It would seem that an inordinate amount of attention in recent weeks and months has focused on the young talent on the 2012 Vikings roster. With the high amount of roster turnover that is taking place this season on the Vikings, all the focus would seem to be on players like Christian Ponder, Matt Kalil, Harrison Smith and Kyle Rudolph. But, if the Vikings are going to climb out of the cellar of the NFC North, it will be the veteran players that will ultimately make the difference in whether the 2012 Vikings will end up 4-12, 6-10, 8-8 or a playoff contender.
The young core of the Vikings will be the focus of the next several years, but the Vikings do have a group of veteran players that are the glue needed to hold the team together. They won't be getting as much ink during training camp, as the Vikings decide who will be the 20 to 25 new players on the roster. These are the veteran core that will need to produce in a big way. If they do, the Vikings could be closer to playoff contention than many currently think. If they don't, Vikings fans will once again be waiting the for season to end to start debating who the next blue-chip draft pick will be.
The Vikings are a franchise building for the future, but, in the present, these are the 12 players that will be the most critical to the Vikings' success of lack of it in 2012 – Viking Update's 12 in '12.
1. Adrian Peterson – There is no bigger question mark than when and if Peterson is going to be healthy enough to perform at a pre-injury level that made him the most feared running back in the NFL. He has been attacking his rehab efforts and continues to believe he will be ready by Week 1. If he is, the Vikings immediately become a much better, more balanced offense.

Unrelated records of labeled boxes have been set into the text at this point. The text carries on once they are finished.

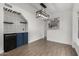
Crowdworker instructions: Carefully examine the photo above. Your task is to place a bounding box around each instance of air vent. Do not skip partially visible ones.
[40,3,47,8]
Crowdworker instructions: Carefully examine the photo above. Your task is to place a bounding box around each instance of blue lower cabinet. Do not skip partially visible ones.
[17,32,28,47]
[17,33,24,47]
[23,32,28,44]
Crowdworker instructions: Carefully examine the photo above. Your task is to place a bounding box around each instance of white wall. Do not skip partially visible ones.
[9,4,44,42]
[47,10,72,45]
[4,7,28,34]
[72,3,79,55]
[0,3,3,53]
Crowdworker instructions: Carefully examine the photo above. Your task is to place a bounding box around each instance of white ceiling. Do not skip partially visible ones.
[10,3,72,16]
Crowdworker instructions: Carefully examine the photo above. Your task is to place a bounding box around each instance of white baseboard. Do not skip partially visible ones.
[48,40,72,45]
[0,50,4,54]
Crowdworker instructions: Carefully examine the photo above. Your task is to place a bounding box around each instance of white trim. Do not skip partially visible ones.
[28,39,39,43]
[28,38,42,43]
[48,40,72,45]
[0,50,4,54]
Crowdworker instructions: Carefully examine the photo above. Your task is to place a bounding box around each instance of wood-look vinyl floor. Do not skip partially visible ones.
[1,39,77,56]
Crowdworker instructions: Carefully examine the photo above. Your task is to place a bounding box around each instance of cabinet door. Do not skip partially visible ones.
[24,32,28,44]
[17,33,23,47]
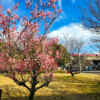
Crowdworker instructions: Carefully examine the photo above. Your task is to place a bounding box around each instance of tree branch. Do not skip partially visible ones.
[36,81,50,91]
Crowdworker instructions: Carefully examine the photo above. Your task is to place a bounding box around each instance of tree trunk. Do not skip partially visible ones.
[28,91,35,100]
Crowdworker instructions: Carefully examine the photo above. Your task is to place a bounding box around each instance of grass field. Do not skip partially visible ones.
[0,73,100,100]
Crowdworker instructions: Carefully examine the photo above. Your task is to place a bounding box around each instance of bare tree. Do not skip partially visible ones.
[64,35,84,72]
[80,0,100,32]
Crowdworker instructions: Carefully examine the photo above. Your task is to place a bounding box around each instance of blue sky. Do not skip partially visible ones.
[0,0,97,53]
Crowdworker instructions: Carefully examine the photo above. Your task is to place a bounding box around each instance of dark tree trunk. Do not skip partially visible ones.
[29,90,35,100]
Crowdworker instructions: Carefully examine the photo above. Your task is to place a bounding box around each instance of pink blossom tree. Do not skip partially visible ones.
[0,0,61,100]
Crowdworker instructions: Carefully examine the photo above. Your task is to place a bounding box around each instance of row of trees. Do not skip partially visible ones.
[0,0,61,100]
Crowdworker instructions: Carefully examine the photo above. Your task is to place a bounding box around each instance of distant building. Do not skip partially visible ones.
[72,54,100,70]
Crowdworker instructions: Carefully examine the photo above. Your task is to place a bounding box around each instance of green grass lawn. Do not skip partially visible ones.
[0,73,100,100]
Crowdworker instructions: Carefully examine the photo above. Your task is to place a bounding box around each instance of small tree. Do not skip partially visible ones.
[0,0,61,100]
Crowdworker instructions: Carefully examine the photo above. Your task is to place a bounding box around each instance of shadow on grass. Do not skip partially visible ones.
[2,94,100,100]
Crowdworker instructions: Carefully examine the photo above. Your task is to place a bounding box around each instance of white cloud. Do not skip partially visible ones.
[48,23,93,41]
[48,23,98,53]
[0,0,15,8]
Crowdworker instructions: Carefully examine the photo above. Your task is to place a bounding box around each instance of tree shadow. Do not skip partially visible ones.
[2,93,100,100]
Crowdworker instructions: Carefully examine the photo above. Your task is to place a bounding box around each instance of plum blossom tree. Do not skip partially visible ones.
[0,0,61,100]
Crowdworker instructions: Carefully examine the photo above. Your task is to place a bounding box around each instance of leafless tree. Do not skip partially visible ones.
[64,35,84,72]
[80,0,100,32]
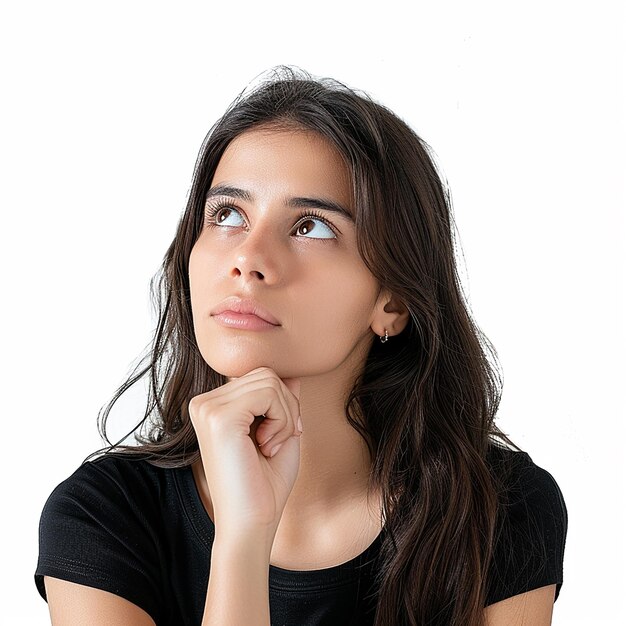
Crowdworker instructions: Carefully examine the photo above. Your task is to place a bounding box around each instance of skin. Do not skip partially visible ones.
[44,124,555,626]
[189,127,408,569]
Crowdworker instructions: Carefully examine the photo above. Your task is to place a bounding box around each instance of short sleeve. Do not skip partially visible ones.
[35,459,162,623]
[487,453,568,605]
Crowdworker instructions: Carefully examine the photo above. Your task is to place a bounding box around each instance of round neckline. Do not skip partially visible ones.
[175,465,385,590]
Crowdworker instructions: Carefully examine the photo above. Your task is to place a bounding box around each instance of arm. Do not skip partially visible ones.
[485,585,556,626]
[202,533,273,626]
[44,576,155,626]
[44,534,272,626]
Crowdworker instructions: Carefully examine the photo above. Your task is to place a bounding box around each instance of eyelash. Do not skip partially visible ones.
[205,201,337,241]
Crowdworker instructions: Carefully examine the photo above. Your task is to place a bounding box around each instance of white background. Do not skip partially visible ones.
[0,0,626,625]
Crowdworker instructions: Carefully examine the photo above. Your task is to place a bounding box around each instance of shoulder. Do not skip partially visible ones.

2. Jared Allen – Coming off a season in which he would have set the single-season sack record had Brett Favre not "done a solid" for Michael Strahan, Allen is likely to face more tight end/running back chips than at any point in his career. He dominated like few pass rushers ever have. If Allen can repeat that kind of performance, it will set the tone for an aggressive young defense searching for an identity.
3. John Sullivan – Armed with a five-year contract extension, Sullivan, entering just his fourth year as a starter, is the most-tenured member of the Vikings offensive line. After an injury-plagued 2010 season, he bounced back strong in 2011 and, as the player making the line calls, he will be as valuable as anyone on the offense line – even blue-chip left tackle Matt Kalil – while Ponder learns the game in 2012.
4. Chad Greenway – The linebacker corps of the Vikings is undergoing an overhaul and Greenway is clearly the leader of the group. Over the last two years, the Vikings have jettisoned starters E.J. Henderson and Ben Leber and Greenway needs to step up his game to a Pro Bowl level to prevent the back seven of the Vikings defense from being exploited. He has quietly become one of the better linebackers in the NFC but needs to bring his game to a higher level for the Vikings to have success this season.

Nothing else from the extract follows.